New CS@Mines department head named IEEE Fellow
Iris Bahar was honored for her contributions to power-aware and noise-tolerant nanoscale computing systems
The new head of the Computer Science Department at Colorado School of Mines has been named a fellow of the Institute of Electrical and Electronics Engineers (IEEE).
Iris Bahar, who officially joined Mines in January, was honored by IEEE for her “contributions to modeling and design of power-aware and noise-tolerant nanoscale computing systems.”
Elevation to Fellow is a distinction reserved for a select group of IEEE members with extraordinary accomplishments in the organization’s fields of interest. Less than 0.1 percent of IEEE voting members receive the honor every year.
An expert in computer system design and design automation, Bahar was an early pioneer in exploring computer architecture level techniques to reduce power dissipation, without impacting performance. Similarly, she was one of the first to investigate the use of probabilistic techniques for modeling and synthesis of noisy and unreliable computing systems.
Bahar holds a PhD in electrical and computer engineering from the University of Colorado Boulder and an M.S. in electrical engineering and B.S. in computer engineering, both from the University of Illinois Urbana-Champaign.
Before joining Mines at the start of this year, she was a professor at Brown University, with joint appointments in the School of Engineering and Department of Computer Science. She was the 2019 recipient of the Marie R. Pistilli Women in Engineering Achievement Award and the Brown University School of Engineering Award for Excellence in Teaching in Engineering.
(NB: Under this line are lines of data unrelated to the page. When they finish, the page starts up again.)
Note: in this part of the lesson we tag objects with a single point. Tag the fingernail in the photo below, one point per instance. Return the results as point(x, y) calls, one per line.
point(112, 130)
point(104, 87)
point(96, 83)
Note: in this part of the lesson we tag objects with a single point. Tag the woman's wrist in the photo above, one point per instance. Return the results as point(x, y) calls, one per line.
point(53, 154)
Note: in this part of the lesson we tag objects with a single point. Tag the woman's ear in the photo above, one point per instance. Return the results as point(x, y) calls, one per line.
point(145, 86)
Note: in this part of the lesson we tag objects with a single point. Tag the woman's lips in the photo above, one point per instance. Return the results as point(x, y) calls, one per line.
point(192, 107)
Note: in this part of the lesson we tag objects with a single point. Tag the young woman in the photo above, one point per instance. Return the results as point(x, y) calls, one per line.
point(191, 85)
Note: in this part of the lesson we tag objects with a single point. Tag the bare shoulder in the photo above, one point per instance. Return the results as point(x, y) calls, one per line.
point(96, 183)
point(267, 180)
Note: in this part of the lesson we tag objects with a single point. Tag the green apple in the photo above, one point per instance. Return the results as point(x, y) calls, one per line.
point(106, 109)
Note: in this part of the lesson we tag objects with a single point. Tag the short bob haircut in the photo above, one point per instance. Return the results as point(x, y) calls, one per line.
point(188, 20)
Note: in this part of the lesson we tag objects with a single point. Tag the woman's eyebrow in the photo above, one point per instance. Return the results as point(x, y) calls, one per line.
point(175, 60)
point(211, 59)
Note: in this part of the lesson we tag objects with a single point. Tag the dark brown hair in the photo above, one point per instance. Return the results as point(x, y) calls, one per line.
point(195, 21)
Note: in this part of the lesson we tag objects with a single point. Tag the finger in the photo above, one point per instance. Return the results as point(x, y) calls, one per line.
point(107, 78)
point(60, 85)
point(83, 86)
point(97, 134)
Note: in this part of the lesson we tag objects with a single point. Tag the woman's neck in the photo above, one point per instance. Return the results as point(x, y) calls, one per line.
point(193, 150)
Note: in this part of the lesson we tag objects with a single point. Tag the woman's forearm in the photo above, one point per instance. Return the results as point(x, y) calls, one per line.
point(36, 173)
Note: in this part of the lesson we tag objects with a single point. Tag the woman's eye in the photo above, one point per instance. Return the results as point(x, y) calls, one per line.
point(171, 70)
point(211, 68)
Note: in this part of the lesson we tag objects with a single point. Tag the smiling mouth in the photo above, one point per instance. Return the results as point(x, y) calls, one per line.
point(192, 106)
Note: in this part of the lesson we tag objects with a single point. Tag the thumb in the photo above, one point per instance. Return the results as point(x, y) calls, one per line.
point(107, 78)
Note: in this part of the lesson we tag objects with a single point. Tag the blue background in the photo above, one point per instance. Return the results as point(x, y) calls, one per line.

Over the years, a main theme of her research has been energy efficient and reliable computing, from robots, to high-end processors, embedded systems and emerging technologies. More recently, her research interests have evolved to include robotics, machine learning and computer data security. Current research in the Bahar Lab includes robust and computationally efficient scene perception, and concurrent near-memory processing architectures.